Should Christians Use Contraception?

Why might a Christian couple consider using contraception within their marriage? After all, the human race got by for thousands of years before effective means of birth control were introduced, so why the sudden apparent indispensibility of controlling your fertility?

Of course there is no doubt that a lot of the recent interest in contraception in the Western world is linked with sex outside marriage; people are constantly hunting for ways of making this ‘safe’ from unplanned pregnancy. However the history of contraception is grounded in wanting each married woman to be free to enjoy her marriage, love her husband and plan their children without the constant fear of pregnancy and the drain on finances and health caused by frequent childbearing. You have only to read through the correspondence received by many of the early pioneers of contraception, for instance Margaret Sanger and Marie Stopes, to see the human misery produced by these conditions. Similar conditions are met in many developing countries which have not yet become contraceptively aware. Widespread contraceptive awareness is one of the factors which has helped us in the West to plan our children, improve our living conditions, and provide adequate food, money and education for our children. But there are other reasons for choosing contraception, too.

Sex is good

I feel very privileged that I have been part of a generation of Christians who have been taught that sex within marriage is a good and beautiful gift from God. As a result my husband and I have been able to enjoy the sexual side of our marriage with great pleasure and freedom. I can only guess at the frustration and guilt that must haunt many people from other generations in the church who inherited the ‘sex is bad’ teaching. This erroneous teaching persisted for many generations, first of all in the idea that sex itself was sinful, and then in the milder (but still damaging) idea that sex was dirty. This is still a difficult concept for Christians to shake off entirely; we see so much perversion of sex in the world around us that it is hard to enjoy it unrestrictedly ourselves at times.

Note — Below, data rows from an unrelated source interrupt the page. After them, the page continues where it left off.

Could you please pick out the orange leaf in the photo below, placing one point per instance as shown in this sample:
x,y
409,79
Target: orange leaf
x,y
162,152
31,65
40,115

Try this little test. If you are married: are you able to praise God together for his gift of sex after you have made love? If you are planning to marry: can you pray together and thank God for the sexual union he is going to give you? Even in these more open days many Christians will still flush and clear their throats over such ideas, and say, ‘Well … I, er, can’t quite do that yet …’ . And yet sex within marriage is one of God’s most wonderful gifts to us. An illustration in Gavin Reid’s Starting Out Together puts this perfectly; it is a letter to God which begins: ‘Dear God, thank you for our lovely wedding present …’

There are several books available which give detailed teachings on how the Bible sees sex within marriage as good — I will not cover all the same ground, but here is a lightning tour of what the Bible says. First of all, sex existed before the Fall, and was part of God’s very good creation (Gen. 2.23-5). Any teaching which attempts to show sex as only linked with sin, or something which only happened after the Fall, is unbiblical. Sex within marriage was one of the first blessings that God gave to the human life he had created. Sex is not bad or dirty in itself (although it can be made both bad and dirty), and so there is no need to feel any guilt over sexual desire and expression within marriage. It is contrary to the Bible’s teaching to feel that abstaining from sex, or only taking part in it as an unpleasant duty, is more holy than enjoying it fully.

Secondly — and this is very important to the issue of contraception — sex is good in itself, not just as a means of producing children. The whole of the Song of Solomon is full of frank but beautiful references to the pleasures of the sexual relationship. The American Lutheran Family Life Committee put it this way: ‘The sheer delight of sex is the obviously dominant theme of the Song of Solomon.’ Proverbs 5.15-19 is another celebration of a lifelong sexual pleasure in your marriage partner, and 1 Corinthians 7.2-5 shows that the sex relationship is one of constant mutual giving and gratification.

Certainly, children may well arrive as a result of sexual union, but the gift of sex is a gift in itself. It is just as valid for childless couples, couples past childbearing age, handicapped couples and couples waiting before having a child as it is for couples who are trying to conceive. As Herbert Miles says in Sexual Happiness in Marriage: ‘It is unthinkable for husband and wife to refrain from sexual intercourse except for procreation.’ A good sexual relationship is one of the basic keys to a truly happy and stable marriage, as it expresses so much more than just the temporary physical unity. ‘It is not just togetherness, but it fosters togetherness’ (Herbert Miles). The sexual union is something to Ix enjoyed and explored with delight, including when the couple is not planning to conceive a child just then, and contraception helps make this unrestrained enjoyment a possibility.

Freedom

The use of contraception also helps to release couples from the pressures of too many children, or ones that arrive too soon. Many young couples are hard-pressed financially, especially in the early years of marriage; the arrival of an unplanned baby, even though it will probably be much-loved, can cause great hardship. This is also true of ‘extra’ children who arrive after the parents already have as many children as they can cope with.

From the opposite viewpoint, other Christians point out that God has commanded us to ‘be fruitful and increase in number; fill the earth and subdue it’ (Gen. 1.28). They feel that God has not annulled this command, and that Christians should continue to have several children. Tim and Beverly La Haye advocate having four or five children, as an interpretation of Psalm 127.35 — the ‘quiver’ mentioned was traditionally considered to hold five arrows. Others are not so literal, and simply advocate abundance in childbearing — either that we shouldn’t limit it at all, or that we shouldn’t limit it much. Naturally it is important for any Christian couple to weigh up these pros and cons and seek to find out what God is saying to them particularly.